For nertwork stack tuning in general, see https://fasterdata.es.net/host-tuning/ http://proj.sunet.se/E2E/tcptune.html & https://www.psc.edu/index.php/networking/641-tcp-tune are excellent references, as well as https://access.redhat.com/documentation/en-us/red_hat_enterprise_linux/7/html-single/performance_tuning_guide/#chap-Red_Hat_Enterprise_Linux-Performance_Tuning_Guide-Networking but remember that you can’t simply tweak all the above settings without some consequences. slow gradual change and testing are required

If you make your outbound pools too big, and you’re using persistent connections, the upstream servers can also start disconnecting idle connections, thus increasing your connection churn even further. If you can, contact those providers and ask them if they do any connection handling like this or not.

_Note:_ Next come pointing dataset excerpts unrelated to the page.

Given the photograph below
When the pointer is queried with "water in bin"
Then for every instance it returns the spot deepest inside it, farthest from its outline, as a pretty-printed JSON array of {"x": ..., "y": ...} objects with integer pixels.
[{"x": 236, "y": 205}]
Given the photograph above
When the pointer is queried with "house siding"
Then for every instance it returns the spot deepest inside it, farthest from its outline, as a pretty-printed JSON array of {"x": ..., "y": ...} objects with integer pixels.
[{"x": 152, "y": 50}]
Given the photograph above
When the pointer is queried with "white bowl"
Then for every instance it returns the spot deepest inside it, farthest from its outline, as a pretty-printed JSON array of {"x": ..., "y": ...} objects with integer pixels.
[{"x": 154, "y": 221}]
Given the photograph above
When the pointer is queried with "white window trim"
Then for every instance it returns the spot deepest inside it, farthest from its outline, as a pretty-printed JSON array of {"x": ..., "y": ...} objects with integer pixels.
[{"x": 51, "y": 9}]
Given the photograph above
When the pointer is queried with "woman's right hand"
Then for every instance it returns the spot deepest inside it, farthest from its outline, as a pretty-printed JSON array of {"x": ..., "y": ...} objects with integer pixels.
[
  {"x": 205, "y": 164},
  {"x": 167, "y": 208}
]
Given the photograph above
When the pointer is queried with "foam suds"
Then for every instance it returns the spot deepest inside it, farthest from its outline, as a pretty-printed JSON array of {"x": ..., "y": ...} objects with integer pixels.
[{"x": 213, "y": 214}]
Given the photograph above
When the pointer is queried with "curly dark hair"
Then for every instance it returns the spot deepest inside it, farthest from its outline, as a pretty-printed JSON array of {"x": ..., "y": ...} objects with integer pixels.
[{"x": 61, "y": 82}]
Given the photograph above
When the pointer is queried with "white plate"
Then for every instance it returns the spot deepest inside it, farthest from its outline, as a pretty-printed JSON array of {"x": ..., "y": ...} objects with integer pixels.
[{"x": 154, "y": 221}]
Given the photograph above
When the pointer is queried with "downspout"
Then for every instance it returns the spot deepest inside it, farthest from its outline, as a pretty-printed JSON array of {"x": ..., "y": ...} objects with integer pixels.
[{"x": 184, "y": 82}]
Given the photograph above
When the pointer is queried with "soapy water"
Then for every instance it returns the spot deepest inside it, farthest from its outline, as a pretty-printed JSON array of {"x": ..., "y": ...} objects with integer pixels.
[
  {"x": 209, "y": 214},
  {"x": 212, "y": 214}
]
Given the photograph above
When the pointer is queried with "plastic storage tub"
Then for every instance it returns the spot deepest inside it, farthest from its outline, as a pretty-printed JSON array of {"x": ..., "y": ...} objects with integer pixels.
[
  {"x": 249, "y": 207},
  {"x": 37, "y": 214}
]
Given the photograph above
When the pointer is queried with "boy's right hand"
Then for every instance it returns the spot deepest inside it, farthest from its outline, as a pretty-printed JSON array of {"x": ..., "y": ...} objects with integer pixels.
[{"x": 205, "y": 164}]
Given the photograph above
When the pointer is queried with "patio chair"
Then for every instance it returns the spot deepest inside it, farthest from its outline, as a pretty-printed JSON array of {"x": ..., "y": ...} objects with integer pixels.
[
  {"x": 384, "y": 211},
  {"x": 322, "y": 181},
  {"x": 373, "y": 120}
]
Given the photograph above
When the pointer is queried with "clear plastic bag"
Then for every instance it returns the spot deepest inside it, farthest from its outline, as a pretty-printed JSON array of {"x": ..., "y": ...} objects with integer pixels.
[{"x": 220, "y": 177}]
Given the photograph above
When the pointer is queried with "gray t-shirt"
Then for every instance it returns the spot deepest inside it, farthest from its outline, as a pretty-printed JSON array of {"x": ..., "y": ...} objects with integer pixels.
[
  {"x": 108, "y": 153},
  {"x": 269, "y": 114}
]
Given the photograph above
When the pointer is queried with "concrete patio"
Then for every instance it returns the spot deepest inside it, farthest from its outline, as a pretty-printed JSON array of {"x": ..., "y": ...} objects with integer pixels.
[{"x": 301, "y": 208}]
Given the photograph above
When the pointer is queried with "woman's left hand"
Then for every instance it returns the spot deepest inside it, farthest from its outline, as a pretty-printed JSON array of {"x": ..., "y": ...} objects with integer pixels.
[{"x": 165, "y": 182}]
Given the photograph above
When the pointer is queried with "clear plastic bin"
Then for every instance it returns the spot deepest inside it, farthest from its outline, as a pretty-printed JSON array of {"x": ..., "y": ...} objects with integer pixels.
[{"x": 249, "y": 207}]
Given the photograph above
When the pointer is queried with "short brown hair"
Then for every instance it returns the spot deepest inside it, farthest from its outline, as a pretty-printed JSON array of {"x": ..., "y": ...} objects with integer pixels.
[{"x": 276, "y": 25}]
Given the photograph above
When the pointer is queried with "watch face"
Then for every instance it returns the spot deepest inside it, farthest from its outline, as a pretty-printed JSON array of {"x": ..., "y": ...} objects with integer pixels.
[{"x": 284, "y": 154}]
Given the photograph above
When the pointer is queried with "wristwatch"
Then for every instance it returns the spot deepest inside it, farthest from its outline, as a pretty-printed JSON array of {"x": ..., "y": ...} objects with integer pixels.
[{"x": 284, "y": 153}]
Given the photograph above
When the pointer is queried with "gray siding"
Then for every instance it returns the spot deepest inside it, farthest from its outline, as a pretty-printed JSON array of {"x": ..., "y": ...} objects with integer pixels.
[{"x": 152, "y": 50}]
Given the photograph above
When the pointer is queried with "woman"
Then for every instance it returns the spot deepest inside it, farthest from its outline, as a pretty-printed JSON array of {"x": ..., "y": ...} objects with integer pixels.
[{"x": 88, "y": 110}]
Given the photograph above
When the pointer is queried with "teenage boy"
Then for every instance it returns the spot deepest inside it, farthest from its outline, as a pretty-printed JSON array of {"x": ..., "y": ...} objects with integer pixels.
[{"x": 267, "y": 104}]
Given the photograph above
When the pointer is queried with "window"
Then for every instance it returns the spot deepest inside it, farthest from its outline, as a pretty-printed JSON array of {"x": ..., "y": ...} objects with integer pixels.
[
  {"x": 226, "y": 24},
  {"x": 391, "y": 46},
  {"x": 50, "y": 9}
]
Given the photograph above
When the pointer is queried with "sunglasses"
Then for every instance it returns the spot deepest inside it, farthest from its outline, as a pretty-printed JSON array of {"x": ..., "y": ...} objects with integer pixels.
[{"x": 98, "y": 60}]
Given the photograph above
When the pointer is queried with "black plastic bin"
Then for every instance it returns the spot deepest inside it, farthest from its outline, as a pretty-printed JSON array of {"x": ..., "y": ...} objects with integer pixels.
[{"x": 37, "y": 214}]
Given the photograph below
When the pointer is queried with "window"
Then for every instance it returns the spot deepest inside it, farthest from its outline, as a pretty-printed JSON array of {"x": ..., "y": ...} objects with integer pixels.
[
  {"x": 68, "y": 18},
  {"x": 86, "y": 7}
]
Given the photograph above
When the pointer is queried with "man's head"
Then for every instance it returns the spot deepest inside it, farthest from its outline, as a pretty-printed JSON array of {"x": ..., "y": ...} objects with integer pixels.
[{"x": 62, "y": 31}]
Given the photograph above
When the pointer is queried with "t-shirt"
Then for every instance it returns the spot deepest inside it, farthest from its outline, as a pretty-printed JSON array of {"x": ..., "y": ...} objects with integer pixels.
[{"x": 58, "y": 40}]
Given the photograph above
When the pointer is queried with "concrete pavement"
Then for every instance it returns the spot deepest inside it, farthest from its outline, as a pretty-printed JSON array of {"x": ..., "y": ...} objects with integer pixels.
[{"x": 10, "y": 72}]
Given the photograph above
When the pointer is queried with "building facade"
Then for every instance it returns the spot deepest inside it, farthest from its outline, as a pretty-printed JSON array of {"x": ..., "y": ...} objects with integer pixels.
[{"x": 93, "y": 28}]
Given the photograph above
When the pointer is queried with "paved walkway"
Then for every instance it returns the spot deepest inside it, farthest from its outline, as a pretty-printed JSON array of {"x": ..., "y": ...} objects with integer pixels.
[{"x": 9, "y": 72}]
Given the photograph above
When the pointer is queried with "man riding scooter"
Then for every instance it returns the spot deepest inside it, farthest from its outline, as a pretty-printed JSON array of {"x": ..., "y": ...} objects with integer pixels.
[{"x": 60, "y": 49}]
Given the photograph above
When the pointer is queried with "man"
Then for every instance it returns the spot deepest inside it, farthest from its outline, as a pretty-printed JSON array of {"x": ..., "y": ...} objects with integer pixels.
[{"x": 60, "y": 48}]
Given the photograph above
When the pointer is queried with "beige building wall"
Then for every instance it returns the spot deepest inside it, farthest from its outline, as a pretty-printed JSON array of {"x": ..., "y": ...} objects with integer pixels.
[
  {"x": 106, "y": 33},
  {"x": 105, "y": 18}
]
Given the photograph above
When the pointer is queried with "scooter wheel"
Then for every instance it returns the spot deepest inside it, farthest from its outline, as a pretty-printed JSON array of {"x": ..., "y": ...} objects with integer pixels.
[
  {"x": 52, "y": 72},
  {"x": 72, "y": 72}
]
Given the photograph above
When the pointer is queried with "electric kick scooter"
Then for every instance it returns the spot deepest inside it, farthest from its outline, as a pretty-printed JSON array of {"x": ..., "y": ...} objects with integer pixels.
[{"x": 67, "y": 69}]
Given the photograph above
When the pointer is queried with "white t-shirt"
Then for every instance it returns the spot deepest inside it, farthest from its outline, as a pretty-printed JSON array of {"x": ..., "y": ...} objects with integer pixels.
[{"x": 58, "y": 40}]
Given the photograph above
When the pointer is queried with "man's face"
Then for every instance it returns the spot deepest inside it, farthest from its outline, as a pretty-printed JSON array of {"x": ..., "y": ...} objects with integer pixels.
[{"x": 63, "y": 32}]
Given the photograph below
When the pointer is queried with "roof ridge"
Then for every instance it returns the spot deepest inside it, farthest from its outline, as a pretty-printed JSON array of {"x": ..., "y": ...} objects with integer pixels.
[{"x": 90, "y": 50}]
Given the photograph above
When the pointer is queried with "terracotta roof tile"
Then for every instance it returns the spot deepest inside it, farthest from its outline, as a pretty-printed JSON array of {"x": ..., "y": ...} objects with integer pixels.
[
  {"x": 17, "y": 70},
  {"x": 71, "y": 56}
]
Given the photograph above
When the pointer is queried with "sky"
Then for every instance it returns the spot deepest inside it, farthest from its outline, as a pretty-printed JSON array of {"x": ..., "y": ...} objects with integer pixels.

If you’re connecting over and over again to the same upstream IPs or all your connections are coming from a load balancer, (e.g. kubernetes, AWS LB) you may be hitting the time_wait state much much earlier than expected, as the BSD socket API uses the quad tuple (source IP, source port, dest IP, dest port) as a unique key. The solution is not to enable socket reuse in the kernel, but to inject further source & destination IPs into the mix. You can configure additional (non-public) IPs on the server, and have a load balancer bound to more IPs on both inbound and outbound legs of the proxy (if both are needed) so that the quad tuples are spread out across more IPs. Again the output of ss or netstat -Lan as a simple wc is not helpful, you need to see if a given IP is hitting your ephemeral port limits.

Finally, this (at least for me) is where haproxy shines, I can see what’s happening in the logs and change many of these network stack related settings without interrupting my BEAM applications. Separation of concerns is a nice thing, but you do introduce a further component.